I was interested to read Anna Kessel’s article (Where are all the blue plaques for women? G2, 3 October). I submitted a blue plaque application to the English Heritage Trust on behalf of the feminist economist, statistician and civil servant Clara Collet (1860-1948) earlier this year. While admitting that the volume and content of her work was significant, the blue plaque team denied the application on the grounds that she was not high-profile enough.
My response was that that was rather the point: in a patriarchal civil service, her work had been largely unrecognised. However, her research on the high rates of infant mortality found that women working was not the cause of infant mortality, as contemporary government thinking had supposed, but the symptom. The cause was poverty itself. The welfare reforms of the early 20th century were kick-started by such research. I suggest that English Heritage Trust should begin to redress this imbalance.
Christine Wheeldon
Herne Bay, Kent
• Mike Read, head of the Blue Plaque Trust, considers there are too many plaques. Last year Peterborough Civic Society erected 20 new blue plaques in the city centre. These plaques commemorate important buildings and people from the city’s heritage. None of the plaques featured women, something we intend to rectify in the next installation phase. Edith Cavell, partially educated in Peterborough, was considered but, at the time, cathedral authorities did not give permission for installation on one of their buildings.

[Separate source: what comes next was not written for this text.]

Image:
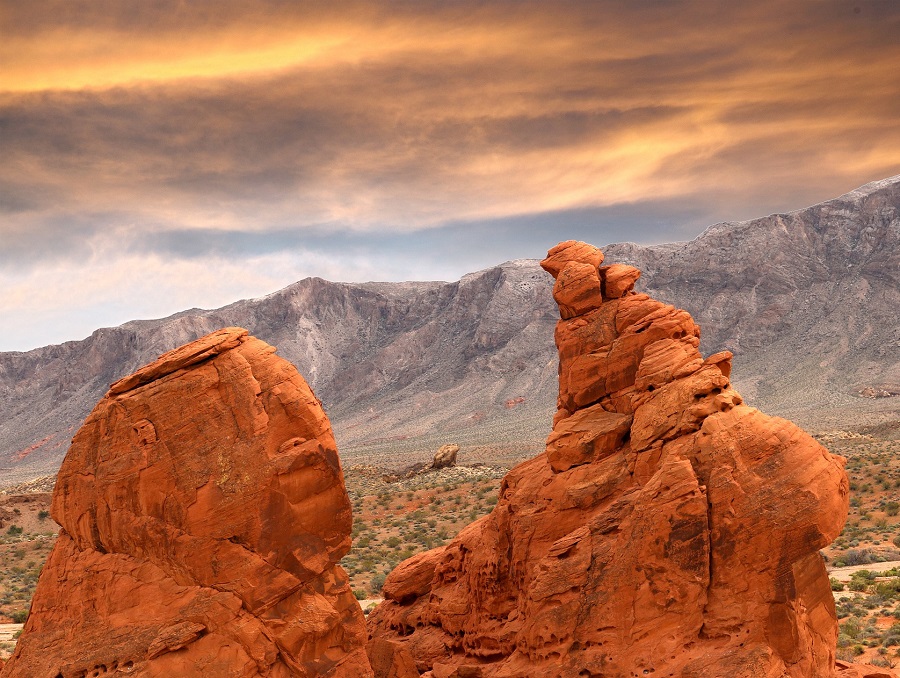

Since the plaques installation I have spoken to at least a dozen groups (incidentally predominantly female) and have asked for suggestions for prominent local women. Although some suggestions have been made, the connections of a few are considered too tenuous or obscure.
Too often plaques have been erected to dead male rock stars who just happened to have stayed in a particular hotel for one night. Location can also be an issue - any plaque has to be clearly visible from a public highway and, in Peterborough’s case, within easy walking distance of the city centre. City centre locations have tended to be civic, ecclesiastical or commercial.
The society is currently considering a prominent pre-war sportswoman but her achievements were national and international, her birthplace outside the city and the local school she attended now demolished. Where to erect a plaque?
Mike Read rightly infers that the proportion of plaques to women will gradually increase. However, it is now incumbent on us all to revisit criteria to see how we can rebalance and provide wider recognition to those hitherto considered low priority.